I saw this a few months ago before it was up and running. I decided to give it a test. A Rom acquaintace of mine works at an NGO dealing with Roma human rights. Romani has become one of the recognized languages in Europe, and so there is a lot of work translating documents into Romanes, which is pretty much symbolic, since almost nobody involved in non-governmental Roma life spends much of their time reading EU documents in Romanes.
My friend's problem was that there is no agreed on Romani word for the abstract term "society." There is "how we do things" and "how the Gaje do things." Most modern "mashkartemengipe" (international) written Romani is based on the Lovara dialect, which lists a Hungarian loan word "tarsasago" (from Hung. 'tarsasag'.) Romanian varieties use terms based on Romanian, and most of the other eastern dialects use the slavic "drustvo.'In Burgenland you get "farajn" from 'verein.' But there is no commonly agreed term for "society" that is used in written international Romani.
Now, you don't want to translate all your EU documents with phrases in which "adapt to society" is expressed by the somewhat awkward phrase "adapt to the way Gaje do things."

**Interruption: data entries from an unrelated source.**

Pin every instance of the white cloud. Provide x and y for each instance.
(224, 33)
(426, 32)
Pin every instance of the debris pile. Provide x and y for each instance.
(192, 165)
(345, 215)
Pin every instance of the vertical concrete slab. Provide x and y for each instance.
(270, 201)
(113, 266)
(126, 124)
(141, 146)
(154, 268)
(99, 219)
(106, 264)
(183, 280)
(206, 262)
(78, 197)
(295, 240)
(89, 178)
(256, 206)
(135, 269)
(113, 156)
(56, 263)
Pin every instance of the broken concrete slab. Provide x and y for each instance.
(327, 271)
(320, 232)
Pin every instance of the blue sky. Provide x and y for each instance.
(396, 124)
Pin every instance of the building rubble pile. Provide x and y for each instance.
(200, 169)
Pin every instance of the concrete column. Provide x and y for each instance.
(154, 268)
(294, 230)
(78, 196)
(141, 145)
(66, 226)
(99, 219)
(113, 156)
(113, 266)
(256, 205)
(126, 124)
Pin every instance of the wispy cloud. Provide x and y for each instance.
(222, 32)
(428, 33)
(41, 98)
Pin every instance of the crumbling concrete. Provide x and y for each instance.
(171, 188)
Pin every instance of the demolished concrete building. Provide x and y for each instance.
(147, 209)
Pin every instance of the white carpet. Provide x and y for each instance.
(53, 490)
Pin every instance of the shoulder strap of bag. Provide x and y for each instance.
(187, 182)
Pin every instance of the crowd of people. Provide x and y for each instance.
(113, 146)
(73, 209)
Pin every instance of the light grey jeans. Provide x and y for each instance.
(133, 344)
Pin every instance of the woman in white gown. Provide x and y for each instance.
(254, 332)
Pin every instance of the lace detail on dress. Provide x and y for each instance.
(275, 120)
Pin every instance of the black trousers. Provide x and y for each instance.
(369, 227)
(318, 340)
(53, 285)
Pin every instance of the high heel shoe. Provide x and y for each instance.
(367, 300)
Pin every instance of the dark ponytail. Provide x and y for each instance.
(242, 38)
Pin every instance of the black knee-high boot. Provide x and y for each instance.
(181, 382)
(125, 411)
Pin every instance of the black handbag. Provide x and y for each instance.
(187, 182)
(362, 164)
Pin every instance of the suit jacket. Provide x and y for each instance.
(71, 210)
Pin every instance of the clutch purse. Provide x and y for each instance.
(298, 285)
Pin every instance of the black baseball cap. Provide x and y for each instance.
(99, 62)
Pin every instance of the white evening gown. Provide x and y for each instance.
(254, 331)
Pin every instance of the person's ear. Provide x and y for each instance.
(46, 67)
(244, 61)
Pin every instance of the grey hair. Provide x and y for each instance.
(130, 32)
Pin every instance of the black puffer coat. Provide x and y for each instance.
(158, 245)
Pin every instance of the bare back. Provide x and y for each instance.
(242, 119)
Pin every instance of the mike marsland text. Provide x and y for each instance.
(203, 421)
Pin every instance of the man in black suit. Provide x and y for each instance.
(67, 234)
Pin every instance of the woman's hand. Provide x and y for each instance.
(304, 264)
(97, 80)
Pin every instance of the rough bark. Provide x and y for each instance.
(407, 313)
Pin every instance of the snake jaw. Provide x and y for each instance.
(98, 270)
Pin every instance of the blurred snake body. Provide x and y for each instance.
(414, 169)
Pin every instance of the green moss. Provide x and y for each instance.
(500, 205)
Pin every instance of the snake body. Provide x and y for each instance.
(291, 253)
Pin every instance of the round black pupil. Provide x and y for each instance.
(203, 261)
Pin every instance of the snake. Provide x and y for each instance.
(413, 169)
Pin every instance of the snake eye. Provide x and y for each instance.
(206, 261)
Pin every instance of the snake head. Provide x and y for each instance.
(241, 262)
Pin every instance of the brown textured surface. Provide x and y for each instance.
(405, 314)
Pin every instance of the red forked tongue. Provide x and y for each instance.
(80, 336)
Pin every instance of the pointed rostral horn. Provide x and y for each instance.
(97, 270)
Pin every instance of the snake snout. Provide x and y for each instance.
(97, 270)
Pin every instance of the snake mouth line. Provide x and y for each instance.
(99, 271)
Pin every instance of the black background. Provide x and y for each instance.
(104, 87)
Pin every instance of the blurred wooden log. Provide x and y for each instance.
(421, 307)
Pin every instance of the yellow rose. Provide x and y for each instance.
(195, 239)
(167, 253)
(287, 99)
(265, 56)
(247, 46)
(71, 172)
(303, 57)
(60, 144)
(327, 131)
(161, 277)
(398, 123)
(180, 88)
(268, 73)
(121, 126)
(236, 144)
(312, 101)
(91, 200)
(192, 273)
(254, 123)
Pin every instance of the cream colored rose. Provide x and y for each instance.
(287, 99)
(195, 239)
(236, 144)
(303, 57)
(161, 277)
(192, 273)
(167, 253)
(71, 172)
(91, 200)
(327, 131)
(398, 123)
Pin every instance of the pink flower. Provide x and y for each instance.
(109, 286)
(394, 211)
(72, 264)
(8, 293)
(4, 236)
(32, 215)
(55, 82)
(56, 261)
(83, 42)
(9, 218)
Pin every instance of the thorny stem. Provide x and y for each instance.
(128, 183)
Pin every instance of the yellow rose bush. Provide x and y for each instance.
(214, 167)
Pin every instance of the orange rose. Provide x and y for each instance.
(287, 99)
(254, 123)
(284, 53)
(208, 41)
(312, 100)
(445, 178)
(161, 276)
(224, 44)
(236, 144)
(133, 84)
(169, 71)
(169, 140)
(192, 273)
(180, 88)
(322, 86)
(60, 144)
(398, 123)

The same friend pointed out to me that, on the other hand, Romani has two definate terms for different kinds of fart. One for loud messy ones, and one for silent-but-deadlies.
Lovari:
khaj: fart (noiseless)
ril:fart (audible)
Kalderash:
řîl: fart (noisy)
khaj: 1. smell, stench 2. fart
East Slovak Romani:
riľ: fart
khaň: fart
To quote my friend, what can you do with a language that has no abstract term for society, but two separate terms for fart?
I can see I will have a lot of fun with this over Nitl...er... the Holidays... I see the term for 'sausage' "goj" is extremely widespread, whereas I had thought it pretty local. Thanks for making my christmas 'but feder losho!'
Posted by zaelic at December 23, 2005 11:32 AMMerry Christmas, all of you, Hat and fans of Hat!!!
How do I learn more about the cale'?
I'm enjoying listening to Radio Tarifa these days.